Wilberforce receives $10 million donation
Atlanta-based alum helping to re-launch co-op program,
A Wilberforce University alumnus has donated $10 million to re-launch and re-imagine the university’s Cooperative Education Program.
In making the announcement, Mark Wilson, CEO of Atlanta-based Chime Solutions and the university’s board chair, said his company is investing in the newly formed Wilberforce Foundation to fund the first cohort of 100 students in the program.
“As a student at Wilberforce University,” Wilson said, “my experience with the Co-Op Program was life-changing and provided me with a mindset and set of skills which set me on a course of success in the corporate work environment and as an entrepreneur. This partnership is an act of gratitude to Wilberforce and a demonstration of what collaborative and innovative thinking can accomplish for our students.”
According to a Wilberforce release, the investment represents an intentional re-imagining of the Co-Operative Education Program at Wilberforce University, which was one of the first at an HBCU.
Natalie Coles, vice president and chief development officer in the Office of Institutional Advancement, explained that in the past, companies would host Wilberforce students and train them on a specific job skill. This program, however, can bring the company to campus or take the student to the corporate entity.

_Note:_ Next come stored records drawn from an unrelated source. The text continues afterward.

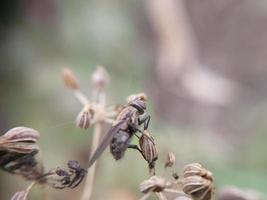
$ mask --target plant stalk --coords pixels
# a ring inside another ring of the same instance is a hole
[[[90,151],[91,152],[90,157],[92,156],[93,152],[95,152],[96,148],[98,147],[101,132],[102,132],[102,124],[101,122],[97,122],[94,126],[93,143],[92,143],[92,148]],[[95,169],[96,169],[96,162],[88,169],[81,200],[90,200],[92,196]]]

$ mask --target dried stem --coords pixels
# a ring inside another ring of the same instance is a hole
[[[91,148],[91,155],[93,152],[95,152],[99,141],[100,141],[100,136],[102,132],[102,124],[101,122],[97,122],[94,126],[94,135],[93,135],[93,143],[92,143],[92,148]],[[91,157],[90,155],[90,157]],[[84,185],[84,190],[82,194],[82,200],[89,200],[92,195],[92,190],[93,190],[93,183],[94,183],[94,177],[95,177],[95,168],[96,168],[96,162],[88,169],[85,185]]]
[[[86,106],[89,103],[87,97],[80,90],[75,90],[74,95],[83,106]]]
[[[32,182],[27,189],[25,190],[27,193],[29,193],[29,191],[32,189],[32,187],[35,185],[36,182]]]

Through the Co-Operative Emerging Leaders Program, students will be placed in workplace environments in on-and off-campus settings to gain the requisite skills and experience that the university said will put them on track for job placement upon graduation.
“The program is structured so that corporate partners directly contribute to the school and the students tuition costs,” Coles said. “These scholars then become a direct workplace pipeline of talent for those corporations that invest in this program.”